For all the different kinds of memory chips in existence, there’s no standard way to connect these chips to other chips in a system. Flash ROMs, EEPROMs, DRAMs, and SRAMs all connect in different and incompatible ways to microprocessors and other chips. Figuring out ways to make these chips all work together is one of the reasons electrical engineers get paid so well.

ROMs are generally used as low-speed devices, so the problem isn’t so bad. Many products that use ROM chips aren’t particularly performance sensitive, so getting data out of the ROM in a quick and timely manner often isn’t important. RAMs are another matter.

RAMs, and especially DRAMs, are used mostly in computer systems where speed and low cost are paramount. It’s important, therefore, to come up with a quick and reliable way to connect fast DRAMs to even faster microprocessors. Transmitting data bits back and forth between these two chips at high speed is a science unto itself, and many different methods have emerged. Most of these are arcane topics best suited for engineering conferences.



Future Memories

The need for electronic data storage will probably be with us forever, and if history is any indication, the demand for memory will grow at an amazing rate. The downward spiral in the cost per bit of memory has fueled an equal and opposite reaction by increasing demand. As soon as memory becomes affordable, we find ways to fill it up. The first Cray-1 supercomputer had a whopping (for its time) 8 megabytes of memory, the same amount as the first Palm Pilot handheld organizer. IBM’s first PC came with 64 kilobytes (KB) of memory; now PCs have more memory than that embedded in their CD-ROM drives.

Memory chips have driven semiconductor manufacturing in many areas. The incessant pressure to reduce cost and increase storage capacity pushed DRAM makers to experiment with the first stacked transistors.

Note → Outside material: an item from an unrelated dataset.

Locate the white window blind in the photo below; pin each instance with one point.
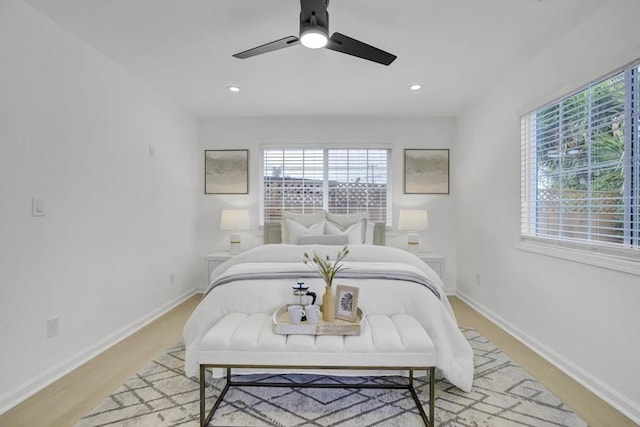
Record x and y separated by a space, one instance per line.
581 167
343 181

Like apartment buildings in crowded cities, they started building upward, increasing capacity in three dimensions. DRAM makers also are the first to benefit from any factional improvements in photolithography that slightly decreases the size of transistors. The (almost) guaranteed large volume of DRAM sales encourages these companies to invest heavily in any technology that can increase their production capacity. Consumers benefit from a semiconductor race that keeps all the DRAM makers fighting for every advantage or any sliver of market share.

With memory makers scrambling for tiny advantages here and there, any truly momentous breakthrough would be a godsend. Storing data bits is pretty simple in concept, so researchers have experimented with numerous ways to completely reinvent the humble memory chip. Optical chips that use photons of light; three-dimensional arrays of silicon chips; iron-based chips that store data magnetically; subatomic phenomena that rely on quantum concepts of “spin” and “charm”—they’ve all been tried and tested. Eventually, some or all of these might lead to commercially viable products.

In the meantime, memory capacity will continue to rise as prices fall. The constant improvements in conventional semiconductor manufacturing that got us to this point show no sign of letting up. New hurdles present themselves, to be sure, but the forces of innovation prevail each time. The economic rewards for overcoming each set of technological hurdles ensures that the world’s best and brightest forces are brought to bear. With no end in sight, the million-fold increase in memory capacity and million-fold decrease in cost should multiply for another few powers of 10.